With the advent of Internet applications, computing system requirements and demands have increased dramatically. Many businesses, for example, have made important investments relating to Internet technology to support growing electronic businesses such as E-Commerce. Since companies are relying on an ever increasing amount of network commerce to support their businesses, computing systems generally have become more complex in order to substantially ensure that servers providing network services never fail. Consequently, system reliability is an important aspect to the modern business model.
A first approach for providing powerful and reliable services may be associated with a large multiprocessor system (e.g., mainframe) for managing a server, for example. Since more than one processor may be involved within a large system, services may continue even if one of the plurality of processors fail. Unfortunately, these large systems may be extraordinarily expensive and may be available to only the largest of corporations. A second approach for providing services may involve employing a plurality of lesser expensive systems (e.g., off the shelf PC) individually configured as an array to support the desired service. Although these systems may provide a more economical hardware solution, system management and administration of individual servers is generally more complex and time consuming.

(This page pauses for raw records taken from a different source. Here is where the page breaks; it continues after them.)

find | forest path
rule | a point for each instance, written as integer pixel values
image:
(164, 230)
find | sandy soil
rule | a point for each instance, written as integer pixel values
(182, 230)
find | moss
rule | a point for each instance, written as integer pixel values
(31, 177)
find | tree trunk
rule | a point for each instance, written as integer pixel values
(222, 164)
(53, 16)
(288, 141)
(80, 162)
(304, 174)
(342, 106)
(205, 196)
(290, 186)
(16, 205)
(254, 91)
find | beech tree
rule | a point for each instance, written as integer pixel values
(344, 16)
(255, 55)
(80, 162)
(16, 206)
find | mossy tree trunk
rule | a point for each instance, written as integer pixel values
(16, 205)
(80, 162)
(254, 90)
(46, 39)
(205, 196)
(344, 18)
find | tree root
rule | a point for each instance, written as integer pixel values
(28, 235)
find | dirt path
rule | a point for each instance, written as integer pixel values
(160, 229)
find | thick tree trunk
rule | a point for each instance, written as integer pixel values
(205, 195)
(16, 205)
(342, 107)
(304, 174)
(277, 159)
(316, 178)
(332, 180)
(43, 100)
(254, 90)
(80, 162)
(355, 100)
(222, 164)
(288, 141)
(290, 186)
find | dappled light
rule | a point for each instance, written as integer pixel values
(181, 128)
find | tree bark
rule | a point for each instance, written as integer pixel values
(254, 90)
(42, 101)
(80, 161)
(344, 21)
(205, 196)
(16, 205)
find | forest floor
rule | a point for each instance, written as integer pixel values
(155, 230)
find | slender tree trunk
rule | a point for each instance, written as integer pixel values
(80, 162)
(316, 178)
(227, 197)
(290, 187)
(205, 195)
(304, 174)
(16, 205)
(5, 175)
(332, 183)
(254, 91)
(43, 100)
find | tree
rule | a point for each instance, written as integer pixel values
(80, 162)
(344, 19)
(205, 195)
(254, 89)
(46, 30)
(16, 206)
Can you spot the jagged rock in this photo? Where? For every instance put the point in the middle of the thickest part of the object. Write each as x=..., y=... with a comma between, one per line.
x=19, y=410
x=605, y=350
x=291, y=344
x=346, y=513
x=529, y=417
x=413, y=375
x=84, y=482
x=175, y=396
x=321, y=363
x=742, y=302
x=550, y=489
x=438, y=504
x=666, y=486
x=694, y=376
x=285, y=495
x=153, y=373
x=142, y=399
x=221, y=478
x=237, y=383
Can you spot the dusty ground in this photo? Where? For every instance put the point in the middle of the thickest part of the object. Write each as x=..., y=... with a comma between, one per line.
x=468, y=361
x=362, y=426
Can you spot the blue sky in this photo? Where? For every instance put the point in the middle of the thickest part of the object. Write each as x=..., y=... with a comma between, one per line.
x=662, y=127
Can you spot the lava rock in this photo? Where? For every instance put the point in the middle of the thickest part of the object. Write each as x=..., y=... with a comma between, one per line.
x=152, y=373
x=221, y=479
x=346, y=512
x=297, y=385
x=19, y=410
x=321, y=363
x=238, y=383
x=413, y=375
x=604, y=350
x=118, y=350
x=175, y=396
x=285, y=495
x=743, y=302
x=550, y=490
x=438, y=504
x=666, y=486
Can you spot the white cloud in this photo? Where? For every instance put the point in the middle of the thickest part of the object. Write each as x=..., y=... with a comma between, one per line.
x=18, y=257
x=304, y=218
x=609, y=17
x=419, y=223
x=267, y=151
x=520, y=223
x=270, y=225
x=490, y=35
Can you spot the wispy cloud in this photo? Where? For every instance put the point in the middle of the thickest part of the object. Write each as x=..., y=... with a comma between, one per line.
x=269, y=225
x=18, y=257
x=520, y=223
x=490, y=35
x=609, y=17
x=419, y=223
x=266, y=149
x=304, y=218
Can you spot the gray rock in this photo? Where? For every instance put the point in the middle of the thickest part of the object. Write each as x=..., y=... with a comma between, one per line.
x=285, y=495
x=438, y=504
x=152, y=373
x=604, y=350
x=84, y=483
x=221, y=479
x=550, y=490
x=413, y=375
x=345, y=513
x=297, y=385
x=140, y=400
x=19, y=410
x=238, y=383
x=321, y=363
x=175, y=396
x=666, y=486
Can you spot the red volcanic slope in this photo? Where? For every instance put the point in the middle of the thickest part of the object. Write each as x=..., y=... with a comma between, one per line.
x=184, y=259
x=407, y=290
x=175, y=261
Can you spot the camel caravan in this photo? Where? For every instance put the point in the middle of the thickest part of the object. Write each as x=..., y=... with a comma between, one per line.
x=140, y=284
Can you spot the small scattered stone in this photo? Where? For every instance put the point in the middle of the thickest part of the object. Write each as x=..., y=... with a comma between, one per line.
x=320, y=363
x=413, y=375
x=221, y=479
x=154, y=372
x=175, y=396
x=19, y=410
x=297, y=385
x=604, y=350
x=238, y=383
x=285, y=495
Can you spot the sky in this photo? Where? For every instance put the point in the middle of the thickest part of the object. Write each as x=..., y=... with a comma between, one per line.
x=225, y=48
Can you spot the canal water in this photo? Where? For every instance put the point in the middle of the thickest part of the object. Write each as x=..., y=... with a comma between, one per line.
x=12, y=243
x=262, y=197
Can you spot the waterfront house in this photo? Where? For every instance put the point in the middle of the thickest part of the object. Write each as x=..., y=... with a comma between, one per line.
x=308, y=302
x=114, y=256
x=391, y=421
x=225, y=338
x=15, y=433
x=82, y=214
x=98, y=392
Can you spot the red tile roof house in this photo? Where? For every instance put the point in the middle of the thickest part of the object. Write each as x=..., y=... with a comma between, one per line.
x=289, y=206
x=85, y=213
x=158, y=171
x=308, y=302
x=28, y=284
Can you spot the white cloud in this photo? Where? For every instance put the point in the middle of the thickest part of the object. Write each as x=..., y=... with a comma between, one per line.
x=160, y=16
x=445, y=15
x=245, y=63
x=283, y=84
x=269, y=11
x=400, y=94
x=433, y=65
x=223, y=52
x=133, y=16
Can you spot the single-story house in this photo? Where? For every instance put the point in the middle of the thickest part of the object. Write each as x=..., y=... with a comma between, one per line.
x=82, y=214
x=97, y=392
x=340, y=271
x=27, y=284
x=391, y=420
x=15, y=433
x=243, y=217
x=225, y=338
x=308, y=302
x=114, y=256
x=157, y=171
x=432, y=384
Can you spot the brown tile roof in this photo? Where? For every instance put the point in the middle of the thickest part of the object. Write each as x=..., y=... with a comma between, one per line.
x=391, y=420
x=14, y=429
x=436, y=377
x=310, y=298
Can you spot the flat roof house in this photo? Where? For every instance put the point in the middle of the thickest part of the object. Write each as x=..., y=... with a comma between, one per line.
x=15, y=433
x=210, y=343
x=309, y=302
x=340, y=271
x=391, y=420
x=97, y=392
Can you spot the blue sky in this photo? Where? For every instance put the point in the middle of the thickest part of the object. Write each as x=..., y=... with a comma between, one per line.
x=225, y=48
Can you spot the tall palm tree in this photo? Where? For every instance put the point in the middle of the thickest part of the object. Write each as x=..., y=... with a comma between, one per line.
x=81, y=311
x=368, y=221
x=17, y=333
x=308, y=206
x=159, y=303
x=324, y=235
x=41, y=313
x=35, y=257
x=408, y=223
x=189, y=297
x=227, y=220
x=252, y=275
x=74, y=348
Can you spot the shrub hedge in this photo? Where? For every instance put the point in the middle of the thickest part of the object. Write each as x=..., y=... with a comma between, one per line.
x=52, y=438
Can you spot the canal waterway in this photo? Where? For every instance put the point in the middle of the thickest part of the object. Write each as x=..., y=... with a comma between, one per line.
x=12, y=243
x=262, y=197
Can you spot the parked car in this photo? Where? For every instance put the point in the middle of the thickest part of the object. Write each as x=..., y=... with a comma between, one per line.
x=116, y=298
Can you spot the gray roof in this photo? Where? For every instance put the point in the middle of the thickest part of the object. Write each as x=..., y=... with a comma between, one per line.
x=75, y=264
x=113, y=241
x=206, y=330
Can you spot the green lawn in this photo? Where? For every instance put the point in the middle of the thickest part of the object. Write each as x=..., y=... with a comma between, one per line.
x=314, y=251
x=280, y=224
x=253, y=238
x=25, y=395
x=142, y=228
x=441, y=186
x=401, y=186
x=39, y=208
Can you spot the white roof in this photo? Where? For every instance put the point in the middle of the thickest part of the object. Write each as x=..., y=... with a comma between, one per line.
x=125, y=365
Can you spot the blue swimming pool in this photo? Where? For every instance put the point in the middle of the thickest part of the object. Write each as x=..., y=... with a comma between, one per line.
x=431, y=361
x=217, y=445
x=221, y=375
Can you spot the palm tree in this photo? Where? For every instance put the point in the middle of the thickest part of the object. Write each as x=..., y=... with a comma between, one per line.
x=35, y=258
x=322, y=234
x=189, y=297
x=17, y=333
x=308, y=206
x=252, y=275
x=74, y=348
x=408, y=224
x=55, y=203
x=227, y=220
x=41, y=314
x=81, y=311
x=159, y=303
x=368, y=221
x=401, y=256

Currently, management of a plurality of servers is a time intensive and problematic endeavor. For example, managing server content (e.g., software, configuration, data files, components, etc.) requires administrators to explicitly distribute (e.g., manually and/or through custom script files) new or updated content and/or configurations (e.g., web server configuration, network settings, etc.) across the servers. If a server's content becomes corrupted, an administrator often has no automatic means of monitoring or correcting the problem. Furthermore, configuration, load-balance adjusting/load balance tool selection, and monitoring generally must be achieved via separate applications. Thus, management of the entity (e.g., plurality of computers acting collectively) as a whole generally requires individual configuration of loosely coupled servers whereby errors and time expended are increased.
Presently, there is not a straightforward and efficient system and/or process for providing system wide performance metric data of the collection of servers. Additionally, there is no system and/or process for providing system wide performance metric data of a collection of arrays of servers. Some applications may exist that provide performance metrics of an individual server, however, these applications generally do not provide performance metrics across the logical collection of loosely coupled servers. For example, many times it is important to view information from the collection of servers to determine relevant system-wide performance. Thus, getting a quick response view of pertinent performance metrics associated with the plurality of servers may be problematic, however, since each server generally must be searched independently. Downloading all performance metric information from each individual server would overwhelm the network and be extremely cumbersome to an administrator to review all of the performance metric information to find problems or determine a state of the array. Furthermore, the complexity would be substantially increased for a collection of arrays.